В этой работе мы познакомим читателя с рядом поучительных приемов разведки в прошлом, особенно с современными приемами иностранных разведок и их троцкистско-бухаринской агентуры.Об автореЛеонид Михайлович Заковский (настоящее имя Генрих Эрнестович Штубис, латыш. Henriks Štubis, 1894 — 29 августа 1938) — деятель советских органов госбезопасности, комиссар государственной безопасности 1 ранга.В марте 1938 года был снят с поста начальника Московского управления НКВД и назначен начальником треста Камлесосплав.
В книге рассказывается история главного героя, который сталкивается с различными проблемами и препятствиями на протяжении всего своего путешествия. По пути он встречает множество второстепенных персонажей, которые играют важные роли в истории. Благодаря опыту главного героя книга исследует такие темы, как любовь, потеря, надежда и стойкость. По мере того, как главный герой преодолевает свои трудности, он усваивает ценные уроки жизни и растет как личность.
Как в конце XX века мог рухнуть великий Советский Союз, до сих пор, спустя полтора десятка лет, не укладывается в головах ни ярых русофобов, ни патриотов. Но предчувствия, что стране грозит катастрофа, появились еще в 60–70-е годы.
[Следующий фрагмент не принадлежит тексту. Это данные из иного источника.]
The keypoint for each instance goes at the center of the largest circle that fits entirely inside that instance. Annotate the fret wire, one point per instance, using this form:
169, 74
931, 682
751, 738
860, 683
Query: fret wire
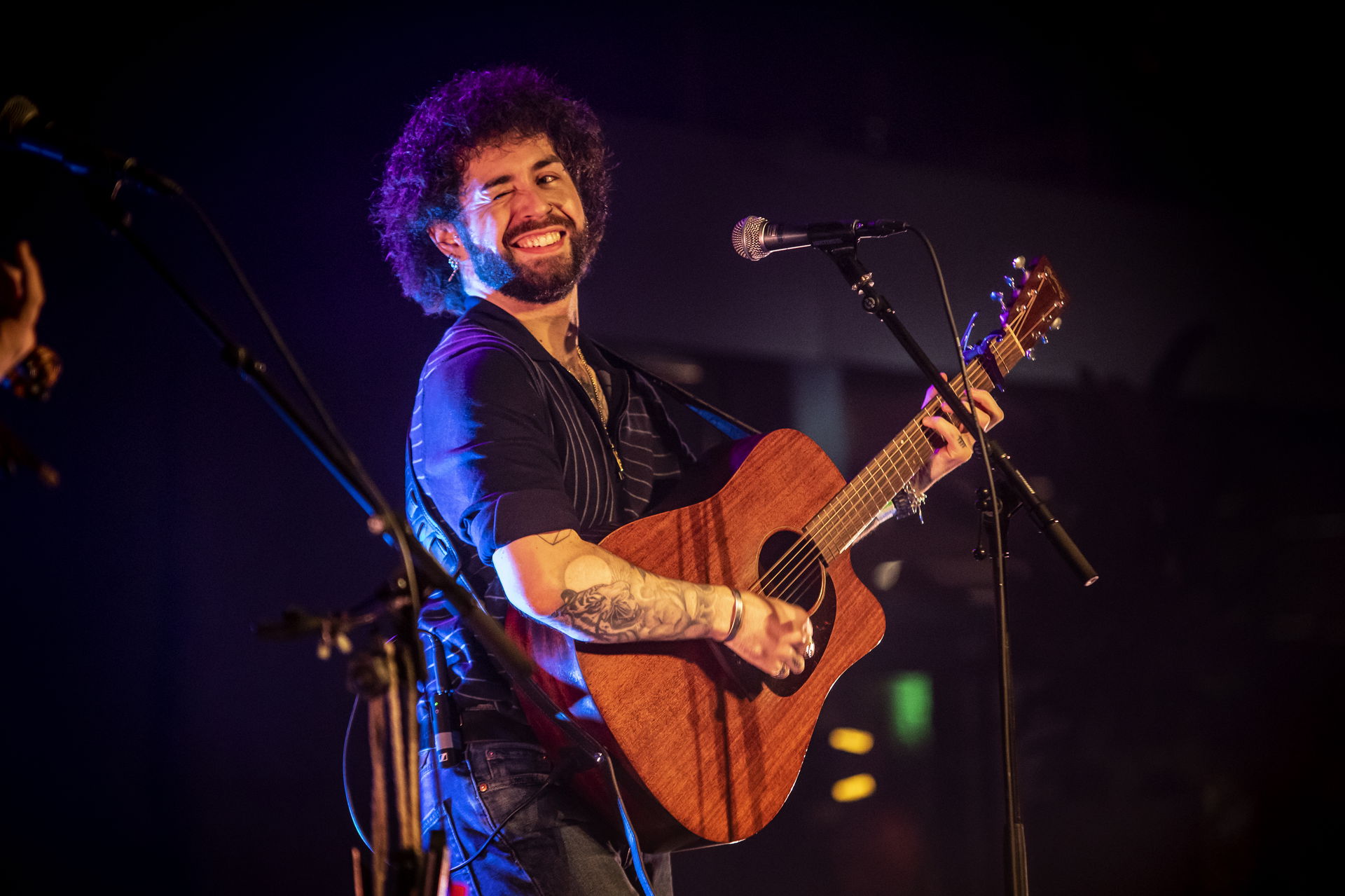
846, 514
857, 504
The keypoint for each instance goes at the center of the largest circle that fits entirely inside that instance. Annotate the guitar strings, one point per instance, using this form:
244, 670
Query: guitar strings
853, 494
825, 524
864, 492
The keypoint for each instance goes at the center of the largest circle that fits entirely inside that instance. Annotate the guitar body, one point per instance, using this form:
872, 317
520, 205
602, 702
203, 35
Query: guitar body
709, 747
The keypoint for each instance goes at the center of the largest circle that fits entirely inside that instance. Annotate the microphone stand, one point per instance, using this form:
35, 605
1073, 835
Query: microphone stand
846, 257
412, 869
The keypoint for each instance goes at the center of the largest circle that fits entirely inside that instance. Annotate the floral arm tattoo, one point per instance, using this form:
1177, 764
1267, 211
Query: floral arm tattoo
634, 605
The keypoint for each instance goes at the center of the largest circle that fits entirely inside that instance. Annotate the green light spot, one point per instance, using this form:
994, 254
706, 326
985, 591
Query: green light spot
911, 704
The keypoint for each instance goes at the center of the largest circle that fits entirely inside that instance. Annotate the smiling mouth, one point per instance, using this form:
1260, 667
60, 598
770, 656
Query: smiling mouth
539, 240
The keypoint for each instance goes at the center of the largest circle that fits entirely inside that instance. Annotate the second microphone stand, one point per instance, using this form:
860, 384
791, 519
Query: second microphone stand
846, 257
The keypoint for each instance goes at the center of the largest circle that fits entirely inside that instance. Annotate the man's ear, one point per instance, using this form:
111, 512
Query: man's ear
444, 236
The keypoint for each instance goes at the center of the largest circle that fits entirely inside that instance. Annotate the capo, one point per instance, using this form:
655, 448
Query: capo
988, 358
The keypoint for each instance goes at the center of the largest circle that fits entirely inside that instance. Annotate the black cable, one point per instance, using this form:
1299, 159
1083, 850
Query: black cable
471, 859
345, 776
310, 393
1019, 871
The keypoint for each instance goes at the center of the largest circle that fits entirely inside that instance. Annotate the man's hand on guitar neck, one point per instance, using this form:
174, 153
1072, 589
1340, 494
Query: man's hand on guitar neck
957, 444
592, 595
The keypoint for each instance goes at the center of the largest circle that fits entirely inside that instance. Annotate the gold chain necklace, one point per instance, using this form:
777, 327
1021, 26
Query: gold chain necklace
600, 404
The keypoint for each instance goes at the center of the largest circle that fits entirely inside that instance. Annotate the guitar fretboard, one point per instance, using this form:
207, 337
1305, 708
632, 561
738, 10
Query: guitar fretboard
853, 509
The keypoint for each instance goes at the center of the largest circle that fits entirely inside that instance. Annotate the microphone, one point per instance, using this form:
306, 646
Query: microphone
755, 238
23, 128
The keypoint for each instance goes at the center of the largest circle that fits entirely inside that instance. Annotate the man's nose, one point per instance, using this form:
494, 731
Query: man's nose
529, 202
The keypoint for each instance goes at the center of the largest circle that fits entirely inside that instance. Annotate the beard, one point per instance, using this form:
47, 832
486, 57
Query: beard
542, 283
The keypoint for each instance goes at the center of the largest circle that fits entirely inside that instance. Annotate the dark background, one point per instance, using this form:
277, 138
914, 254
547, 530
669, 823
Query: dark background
1177, 723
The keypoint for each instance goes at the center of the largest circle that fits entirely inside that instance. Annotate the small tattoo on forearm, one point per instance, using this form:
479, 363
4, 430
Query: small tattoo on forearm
637, 606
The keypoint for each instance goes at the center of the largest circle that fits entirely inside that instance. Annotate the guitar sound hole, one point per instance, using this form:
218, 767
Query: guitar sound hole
791, 570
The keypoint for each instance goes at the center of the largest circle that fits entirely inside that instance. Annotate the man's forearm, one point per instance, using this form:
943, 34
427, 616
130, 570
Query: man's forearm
593, 595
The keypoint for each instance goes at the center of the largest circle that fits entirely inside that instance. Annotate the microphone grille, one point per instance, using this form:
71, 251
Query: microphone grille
747, 238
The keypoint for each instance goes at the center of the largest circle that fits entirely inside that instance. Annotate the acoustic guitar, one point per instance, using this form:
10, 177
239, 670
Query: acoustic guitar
706, 745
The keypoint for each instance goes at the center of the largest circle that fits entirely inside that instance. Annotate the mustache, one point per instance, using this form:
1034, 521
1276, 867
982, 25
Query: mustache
549, 221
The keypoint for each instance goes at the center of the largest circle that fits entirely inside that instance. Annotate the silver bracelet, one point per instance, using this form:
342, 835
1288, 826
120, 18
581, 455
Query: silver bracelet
738, 616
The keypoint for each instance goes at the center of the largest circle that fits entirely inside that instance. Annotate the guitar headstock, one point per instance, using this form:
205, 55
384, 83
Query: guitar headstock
1035, 304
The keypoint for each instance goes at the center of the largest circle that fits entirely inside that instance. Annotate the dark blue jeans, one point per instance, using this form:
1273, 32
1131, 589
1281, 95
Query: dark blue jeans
552, 846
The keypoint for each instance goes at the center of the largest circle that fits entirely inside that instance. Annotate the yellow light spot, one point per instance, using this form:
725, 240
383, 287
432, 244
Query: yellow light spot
850, 740
853, 787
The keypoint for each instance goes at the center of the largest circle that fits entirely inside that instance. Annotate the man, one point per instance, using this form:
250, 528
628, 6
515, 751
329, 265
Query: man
20, 301
529, 444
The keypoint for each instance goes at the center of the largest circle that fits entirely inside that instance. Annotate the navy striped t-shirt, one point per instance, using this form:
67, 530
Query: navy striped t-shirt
504, 444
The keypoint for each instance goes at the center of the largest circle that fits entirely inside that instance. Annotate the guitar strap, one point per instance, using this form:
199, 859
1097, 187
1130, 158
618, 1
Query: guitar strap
722, 420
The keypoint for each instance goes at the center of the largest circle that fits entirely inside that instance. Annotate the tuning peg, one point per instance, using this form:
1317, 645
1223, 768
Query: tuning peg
966, 334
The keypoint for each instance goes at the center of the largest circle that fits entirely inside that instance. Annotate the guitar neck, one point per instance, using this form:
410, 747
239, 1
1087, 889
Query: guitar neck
841, 521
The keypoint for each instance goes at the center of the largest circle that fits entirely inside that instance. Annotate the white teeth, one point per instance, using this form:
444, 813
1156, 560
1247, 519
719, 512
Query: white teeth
537, 242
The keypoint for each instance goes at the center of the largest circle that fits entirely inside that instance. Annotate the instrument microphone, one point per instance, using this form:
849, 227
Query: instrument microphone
448, 724
755, 238
23, 128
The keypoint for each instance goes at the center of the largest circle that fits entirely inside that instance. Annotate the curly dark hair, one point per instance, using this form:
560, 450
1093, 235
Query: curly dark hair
424, 175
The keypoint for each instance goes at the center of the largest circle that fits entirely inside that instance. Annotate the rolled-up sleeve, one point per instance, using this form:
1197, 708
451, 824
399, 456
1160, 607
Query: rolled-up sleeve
491, 460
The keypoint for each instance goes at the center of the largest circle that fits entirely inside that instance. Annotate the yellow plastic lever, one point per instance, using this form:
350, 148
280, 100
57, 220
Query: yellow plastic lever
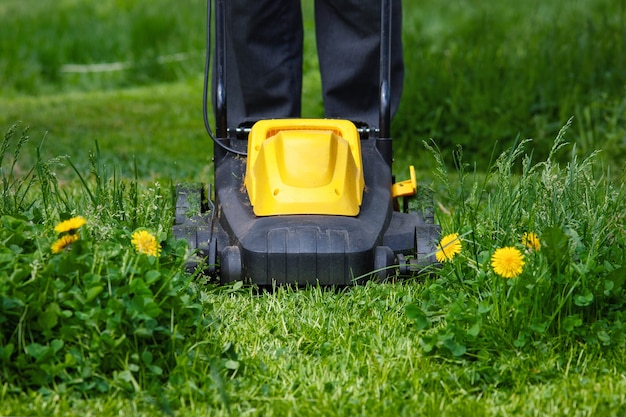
407, 187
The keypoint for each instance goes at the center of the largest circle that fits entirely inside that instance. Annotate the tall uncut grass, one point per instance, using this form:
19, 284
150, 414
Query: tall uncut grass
101, 325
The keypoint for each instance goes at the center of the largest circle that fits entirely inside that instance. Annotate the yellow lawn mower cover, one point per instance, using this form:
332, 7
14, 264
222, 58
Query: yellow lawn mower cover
304, 166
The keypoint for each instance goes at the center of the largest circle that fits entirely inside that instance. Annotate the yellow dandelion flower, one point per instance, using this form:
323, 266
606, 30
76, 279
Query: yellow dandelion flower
145, 242
63, 242
71, 225
448, 247
531, 241
507, 262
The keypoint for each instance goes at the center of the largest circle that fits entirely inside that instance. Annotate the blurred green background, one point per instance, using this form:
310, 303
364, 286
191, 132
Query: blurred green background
479, 74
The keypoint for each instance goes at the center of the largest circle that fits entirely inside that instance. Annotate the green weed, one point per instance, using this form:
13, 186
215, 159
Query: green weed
569, 289
85, 309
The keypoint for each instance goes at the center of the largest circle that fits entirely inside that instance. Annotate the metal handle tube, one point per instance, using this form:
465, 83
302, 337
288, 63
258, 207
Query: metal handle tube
221, 128
384, 142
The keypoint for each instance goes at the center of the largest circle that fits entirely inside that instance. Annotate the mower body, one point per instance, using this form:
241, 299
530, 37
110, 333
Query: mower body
305, 201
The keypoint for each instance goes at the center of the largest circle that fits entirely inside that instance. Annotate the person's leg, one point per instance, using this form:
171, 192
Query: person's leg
264, 59
348, 44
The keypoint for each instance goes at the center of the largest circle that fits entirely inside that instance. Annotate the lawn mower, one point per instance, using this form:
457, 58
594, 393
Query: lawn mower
304, 201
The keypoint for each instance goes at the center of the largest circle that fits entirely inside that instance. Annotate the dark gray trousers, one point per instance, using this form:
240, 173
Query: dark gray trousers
264, 58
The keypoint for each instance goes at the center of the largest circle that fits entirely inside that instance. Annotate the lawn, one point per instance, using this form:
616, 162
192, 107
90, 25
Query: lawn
99, 317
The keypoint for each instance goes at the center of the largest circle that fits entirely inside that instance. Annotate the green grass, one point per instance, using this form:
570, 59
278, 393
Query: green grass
100, 329
477, 74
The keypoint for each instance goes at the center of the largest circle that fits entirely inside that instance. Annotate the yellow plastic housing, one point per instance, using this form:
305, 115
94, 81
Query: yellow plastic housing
304, 166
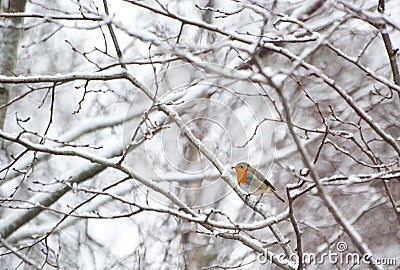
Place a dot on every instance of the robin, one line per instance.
(252, 181)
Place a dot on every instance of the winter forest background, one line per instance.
(120, 122)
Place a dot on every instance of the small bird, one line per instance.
(252, 181)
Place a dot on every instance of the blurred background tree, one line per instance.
(120, 121)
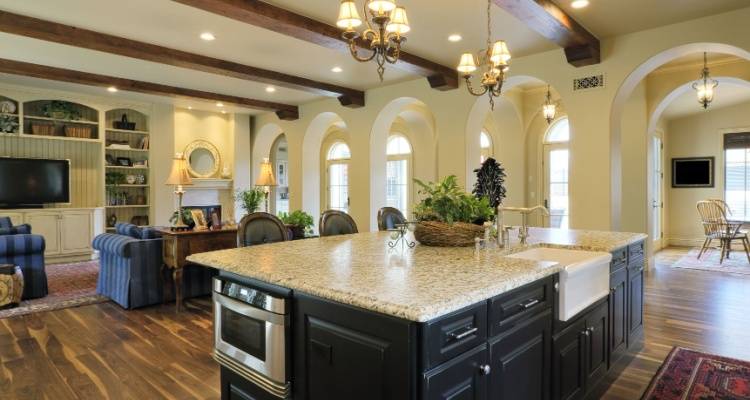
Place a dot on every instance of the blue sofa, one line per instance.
(131, 268)
(19, 247)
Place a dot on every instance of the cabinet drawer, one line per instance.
(453, 334)
(619, 259)
(635, 252)
(510, 309)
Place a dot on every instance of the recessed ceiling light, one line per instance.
(579, 3)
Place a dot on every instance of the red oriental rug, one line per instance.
(692, 375)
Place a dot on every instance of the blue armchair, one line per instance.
(131, 266)
(19, 247)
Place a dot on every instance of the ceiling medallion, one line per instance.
(385, 40)
(494, 59)
(705, 85)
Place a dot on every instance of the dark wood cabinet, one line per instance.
(520, 360)
(462, 378)
(341, 352)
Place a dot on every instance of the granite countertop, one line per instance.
(417, 284)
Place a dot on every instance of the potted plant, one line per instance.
(250, 199)
(448, 216)
(298, 222)
(490, 182)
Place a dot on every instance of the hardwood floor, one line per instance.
(102, 351)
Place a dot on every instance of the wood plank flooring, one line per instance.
(104, 352)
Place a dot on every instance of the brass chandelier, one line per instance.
(385, 41)
(494, 60)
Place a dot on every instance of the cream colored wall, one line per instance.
(698, 135)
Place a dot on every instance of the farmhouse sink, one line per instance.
(584, 278)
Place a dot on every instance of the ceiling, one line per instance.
(174, 25)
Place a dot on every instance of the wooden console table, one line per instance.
(178, 245)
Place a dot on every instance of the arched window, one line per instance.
(485, 146)
(337, 166)
(556, 162)
(398, 174)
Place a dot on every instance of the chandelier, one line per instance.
(549, 107)
(494, 60)
(385, 41)
(705, 85)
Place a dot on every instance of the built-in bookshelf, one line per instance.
(127, 167)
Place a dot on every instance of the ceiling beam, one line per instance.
(72, 36)
(284, 111)
(549, 20)
(267, 16)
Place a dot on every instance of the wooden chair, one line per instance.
(259, 228)
(713, 215)
(334, 222)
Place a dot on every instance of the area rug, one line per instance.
(692, 375)
(70, 285)
(709, 261)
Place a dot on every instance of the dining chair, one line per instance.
(713, 214)
(389, 217)
(335, 222)
(260, 228)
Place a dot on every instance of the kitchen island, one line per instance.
(370, 322)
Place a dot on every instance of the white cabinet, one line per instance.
(68, 232)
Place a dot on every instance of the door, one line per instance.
(47, 225)
(520, 361)
(657, 203)
(556, 161)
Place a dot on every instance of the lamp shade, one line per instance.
(348, 16)
(179, 174)
(266, 177)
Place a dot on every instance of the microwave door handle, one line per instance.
(249, 311)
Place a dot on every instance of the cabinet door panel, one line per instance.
(569, 347)
(458, 379)
(520, 361)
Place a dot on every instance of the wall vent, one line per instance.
(588, 82)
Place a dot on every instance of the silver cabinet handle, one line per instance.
(459, 336)
(529, 303)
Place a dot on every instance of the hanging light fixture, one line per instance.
(494, 59)
(705, 85)
(549, 108)
(385, 41)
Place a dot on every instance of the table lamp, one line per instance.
(179, 177)
(266, 179)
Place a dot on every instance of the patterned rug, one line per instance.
(737, 264)
(692, 375)
(70, 285)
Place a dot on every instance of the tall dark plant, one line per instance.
(490, 182)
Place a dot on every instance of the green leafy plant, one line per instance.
(297, 218)
(490, 182)
(251, 199)
(447, 202)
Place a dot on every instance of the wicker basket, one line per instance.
(440, 234)
(82, 132)
(43, 129)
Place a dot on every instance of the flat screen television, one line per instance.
(33, 182)
(693, 172)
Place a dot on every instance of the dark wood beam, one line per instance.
(267, 16)
(549, 20)
(70, 35)
(284, 111)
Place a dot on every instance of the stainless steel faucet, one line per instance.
(523, 231)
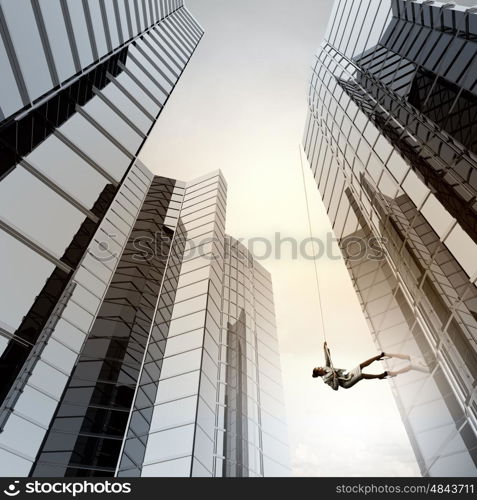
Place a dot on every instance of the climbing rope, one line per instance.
(323, 329)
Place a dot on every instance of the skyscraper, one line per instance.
(135, 337)
(161, 359)
(390, 137)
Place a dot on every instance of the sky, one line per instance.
(240, 107)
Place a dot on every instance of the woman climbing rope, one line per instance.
(337, 377)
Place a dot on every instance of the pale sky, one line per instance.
(240, 106)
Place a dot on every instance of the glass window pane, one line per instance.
(68, 170)
(96, 145)
(29, 49)
(174, 413)
(98, 27)
(25, 272)
(81, 32)
(114, 124)
(169, 444)
(10, 100)
(58, 38)
(138, 94)
(39, 212)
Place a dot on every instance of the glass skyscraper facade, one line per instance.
(390, 137)
(120, 354)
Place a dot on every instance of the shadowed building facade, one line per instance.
(136, 339)
(390, 137)
(83, 83)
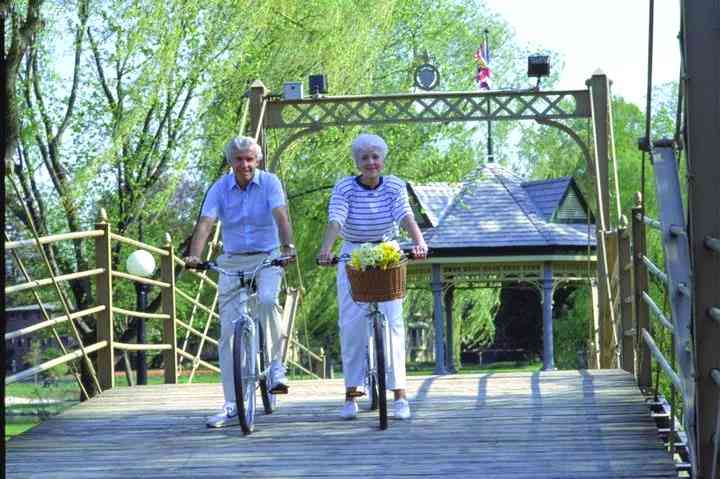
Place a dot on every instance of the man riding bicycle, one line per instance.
(252, 207)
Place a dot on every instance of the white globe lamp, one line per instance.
(140, 263)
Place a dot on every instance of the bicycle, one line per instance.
(376, 365)
(251, 363)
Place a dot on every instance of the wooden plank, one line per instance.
(550, 424)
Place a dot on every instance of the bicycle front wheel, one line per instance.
(245, 373)
(379, 333)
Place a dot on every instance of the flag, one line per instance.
(482, 58)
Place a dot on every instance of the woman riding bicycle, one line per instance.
(368, 208)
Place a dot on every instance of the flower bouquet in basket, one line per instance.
(377, 272)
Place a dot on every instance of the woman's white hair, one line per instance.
(241, 143)
(368, 141)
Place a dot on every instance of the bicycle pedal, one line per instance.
(279, 390)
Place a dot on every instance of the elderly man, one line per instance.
(365, 208)
(251, 205)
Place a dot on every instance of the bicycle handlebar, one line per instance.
(345, 257)
(213, 266)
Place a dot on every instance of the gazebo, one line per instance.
(495, 228)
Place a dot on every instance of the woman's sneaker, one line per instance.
(349, 410)
(401, 409)
(225, 418)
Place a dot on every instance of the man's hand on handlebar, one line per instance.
(192, 262)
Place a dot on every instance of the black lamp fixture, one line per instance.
(317, 84)
(538, 67)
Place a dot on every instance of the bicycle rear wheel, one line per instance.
(245, 373)
(265, 394)
(379, 333)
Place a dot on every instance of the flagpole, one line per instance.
(490, 158)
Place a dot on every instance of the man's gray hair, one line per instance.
(368, 141)
(241, 143)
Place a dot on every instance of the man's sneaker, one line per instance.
(227, 417)
(401, 409)
(278, 379)
(349, 410)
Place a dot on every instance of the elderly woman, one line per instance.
(368, 208)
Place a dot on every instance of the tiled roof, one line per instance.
(494, 209)
(546, 194)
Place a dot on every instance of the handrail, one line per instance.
(139, 244)
(657, 312)
(139, 279)
(211, 367)
(53, 321)
(196, 332)
(657, 272)
(653, 223)
(53, 239)
(712, 244)
(54, 362)
(37, 283)
(662, 361)
(139, 314)
(141, 347)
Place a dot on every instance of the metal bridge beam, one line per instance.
(701, 32)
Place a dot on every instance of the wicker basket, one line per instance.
(376, 285)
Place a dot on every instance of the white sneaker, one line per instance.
(278, 378)
(349, 410)
(225, 418)
(401, 409)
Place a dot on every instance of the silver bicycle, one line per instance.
(251, 362)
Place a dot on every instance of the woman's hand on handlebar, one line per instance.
(420, 251)
(192, 262)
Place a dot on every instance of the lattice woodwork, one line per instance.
(427, 107)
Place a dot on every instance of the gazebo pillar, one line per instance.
(547, 290)
(436, 284)
(449, 299)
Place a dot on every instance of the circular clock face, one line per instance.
(427, 76)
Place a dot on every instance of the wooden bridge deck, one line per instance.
(560, 424)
Уже тогда разгорались нешуточные баталии прежде всего в литературной среде – между многочисленными либералами, в основном евреями, и горсткой государственников. На гребне той борьбы были наши замечательные писатели, художники, ученые, артисты. Многих из них уже нет, но и сейчас в строю Михаил Лобанов, Юрий Бондарев, Михаил Алексеев, Василий Белов, Валентин Распутин, Сергей Семанов… В этом ряду поэт и публицист Станислав Куняев.
Статья посвящена положению словаков в Австро-Венгерской империи, и расстрелу в октябре 1907 года, жандармами, местных жителей в словацком селении Чернова близ Ружомберока…
В книге рассказывается история главного героя, который сталкивается с различными проблемами и препятствиями на протяжении всего своего путешествия. По пути он встречает множество второстепенных персонажей, которые играют важные роли в истории. Благодаря опыту главного героя книга исследует такие темы, как любовь, потеря, надежда и стойкость. По мере того, как главный герой преодолевает свои трудности, он усваивает ценные уроки жизни и растет как личность.